ムーン氏によると、これは新しい VPU (Voice Pick Up または Voice Pick Up Bone Sensor) を使って動作するそうです。
「ユーザーが話すと、エネルギーが生まれ、それが頭の振動へと変換されます」と彼は語った。「VPUは基本的にその振動を感知します。このユニットの良いところは、周囲のノイズや音に反応しないことです。つまり、これはユーザー自身の声だけに集中するユニットなのです。」
しかし、Voice Detectはまだ開発段階です。話していることは簡単に認識できますが、すべての会話があなたの声から始まるわけではないからです。つまり、ヘッドフォンを装着しているときに誰かが近づいてきて質問をしても、聞き逃してしまう可能性があります。ムーン氏は、将来的にはVoice Detectは「AIと統合され、よりインテリジェントになる」と述べています。
「サムスンは、ANCとアンビエントモードは基本的に同じ範囲にあると考えています」と彼は述べた。「アンビエントノイズは周囲の音を増幅し、ANCは周囲の音を低減または遮断することで、コンテンツに完全に没入できるようにします。」
https://gizmodo.com/samsung-galaxy-buds-live-review-the-beans-got-beats-1844631843
サムスンは、アンビエントノイズや音声検出といった機能を主流のイヤホンに追加することで、通話や音楽鑑賞といった特定のタスクのためにイヤホンを着脱するのではなく、常に装着したままでいたくなるようなデバイスへと着け替えようと着実に取り組んでいます。私たちは、設定をいじる必要もなく、デバイスがユーザーのニーズにシンプルに応えてくれる、よりスマートなハンズフリー体験の未来へと向かっています。

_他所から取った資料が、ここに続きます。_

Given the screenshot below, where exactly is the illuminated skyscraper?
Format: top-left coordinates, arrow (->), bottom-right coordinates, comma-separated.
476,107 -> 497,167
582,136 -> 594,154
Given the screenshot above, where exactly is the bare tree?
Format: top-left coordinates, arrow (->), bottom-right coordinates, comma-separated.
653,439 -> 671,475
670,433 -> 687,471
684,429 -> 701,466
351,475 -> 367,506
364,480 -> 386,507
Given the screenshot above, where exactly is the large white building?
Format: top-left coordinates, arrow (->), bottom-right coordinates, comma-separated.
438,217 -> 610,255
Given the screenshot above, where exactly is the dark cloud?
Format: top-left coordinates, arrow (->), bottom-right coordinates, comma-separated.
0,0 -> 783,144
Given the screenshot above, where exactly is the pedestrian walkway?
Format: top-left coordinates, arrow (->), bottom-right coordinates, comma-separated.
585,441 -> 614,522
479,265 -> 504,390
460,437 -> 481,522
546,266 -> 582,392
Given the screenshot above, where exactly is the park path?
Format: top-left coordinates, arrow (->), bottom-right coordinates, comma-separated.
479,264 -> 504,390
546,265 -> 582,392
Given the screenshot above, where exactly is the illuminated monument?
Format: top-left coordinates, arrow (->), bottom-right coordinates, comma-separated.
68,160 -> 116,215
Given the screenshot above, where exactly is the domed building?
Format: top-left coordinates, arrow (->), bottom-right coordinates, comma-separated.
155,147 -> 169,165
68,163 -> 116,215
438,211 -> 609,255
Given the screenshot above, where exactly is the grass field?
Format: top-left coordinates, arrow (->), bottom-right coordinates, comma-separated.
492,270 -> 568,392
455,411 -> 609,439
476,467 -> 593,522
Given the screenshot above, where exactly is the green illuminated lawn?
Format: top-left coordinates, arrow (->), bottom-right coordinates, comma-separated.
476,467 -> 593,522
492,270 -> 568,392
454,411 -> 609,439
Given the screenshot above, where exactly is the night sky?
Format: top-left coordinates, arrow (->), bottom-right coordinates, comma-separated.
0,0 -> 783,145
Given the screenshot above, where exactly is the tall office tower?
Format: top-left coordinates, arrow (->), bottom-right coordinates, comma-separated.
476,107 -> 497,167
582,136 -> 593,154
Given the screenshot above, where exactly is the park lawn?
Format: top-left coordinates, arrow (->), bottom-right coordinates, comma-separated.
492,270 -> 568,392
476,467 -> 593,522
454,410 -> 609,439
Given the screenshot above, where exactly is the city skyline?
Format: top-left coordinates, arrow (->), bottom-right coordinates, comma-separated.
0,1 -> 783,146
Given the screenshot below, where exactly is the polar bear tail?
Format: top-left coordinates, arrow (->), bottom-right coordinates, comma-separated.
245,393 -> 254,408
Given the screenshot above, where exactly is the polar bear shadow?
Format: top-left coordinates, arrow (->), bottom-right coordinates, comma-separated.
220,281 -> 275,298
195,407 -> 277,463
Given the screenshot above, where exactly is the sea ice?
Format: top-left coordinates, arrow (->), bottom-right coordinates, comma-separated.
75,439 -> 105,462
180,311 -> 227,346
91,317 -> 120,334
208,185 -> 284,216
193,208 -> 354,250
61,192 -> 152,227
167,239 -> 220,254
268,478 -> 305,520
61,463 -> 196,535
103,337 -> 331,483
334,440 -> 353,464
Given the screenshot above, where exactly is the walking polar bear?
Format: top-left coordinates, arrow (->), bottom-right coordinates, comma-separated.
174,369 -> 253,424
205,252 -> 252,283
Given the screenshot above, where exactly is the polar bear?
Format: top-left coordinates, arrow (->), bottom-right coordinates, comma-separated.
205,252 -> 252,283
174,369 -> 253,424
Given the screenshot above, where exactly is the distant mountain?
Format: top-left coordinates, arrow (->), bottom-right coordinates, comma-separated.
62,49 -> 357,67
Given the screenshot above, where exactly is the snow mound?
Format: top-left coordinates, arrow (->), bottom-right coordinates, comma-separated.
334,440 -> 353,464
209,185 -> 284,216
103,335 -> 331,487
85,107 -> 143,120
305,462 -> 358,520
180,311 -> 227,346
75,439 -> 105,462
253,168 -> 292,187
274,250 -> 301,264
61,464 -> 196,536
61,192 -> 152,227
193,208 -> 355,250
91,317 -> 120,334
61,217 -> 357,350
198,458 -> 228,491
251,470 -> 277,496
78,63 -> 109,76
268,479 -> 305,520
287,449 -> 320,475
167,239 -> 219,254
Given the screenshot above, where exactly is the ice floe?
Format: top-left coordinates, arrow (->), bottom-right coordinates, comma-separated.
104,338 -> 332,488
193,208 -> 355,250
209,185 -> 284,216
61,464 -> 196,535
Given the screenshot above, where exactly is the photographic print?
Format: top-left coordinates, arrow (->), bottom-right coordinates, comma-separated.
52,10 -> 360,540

「業界の誰もが、ユーザーをより深く理解するデバイスを求めています」とムーン氏は述べた。「複数のデバイスを切り替える必要のない体験を誰もが求めています。1つのデバイスだけですべての目的を果たせるのです。」

Galaxy Buds Proは完璧なデバイスではありません。ANC有効時で約5時間というバッテリー駆動時間は、デバイスのサイズと内部に詰め込めるコンポーネント数のバランスを取る必要があるため、平凡な数値です。過去のGalaxy Budsは、Proレベルの機能こそないものの、はるかに優れたバッテリー駆動時間を提供していました。しかし、ムーン氏は「以前の世代と同様に、将来のBuds製品でも先進技術によってこの課題を克服し続けられる」と自信を示しています。
騒がしい環境で自動的にANCを起動する機能など、将来的に実現する可能性のある機能に興味があります。ムーン氏は、新技術の最大の推進力は、顧客の需要だと語りました。
「Budsシリーズでご覧いただいたイノベーションはすべて、ユーザーの声から生まれたものです」と彼は語った。「ですから、今後の製品におけるAIやインテリジェンスに関するあらゆるアイデアも、お客様の声とユーザーのニーズに基づいて推進されることになります。」
これは、次期 Galaxy Buds に何が期待できるかについての具体的なヒントにはなりませんが、製品に何か要望がある場合は、声を上げることに何の害もないということを思い出させてくれます。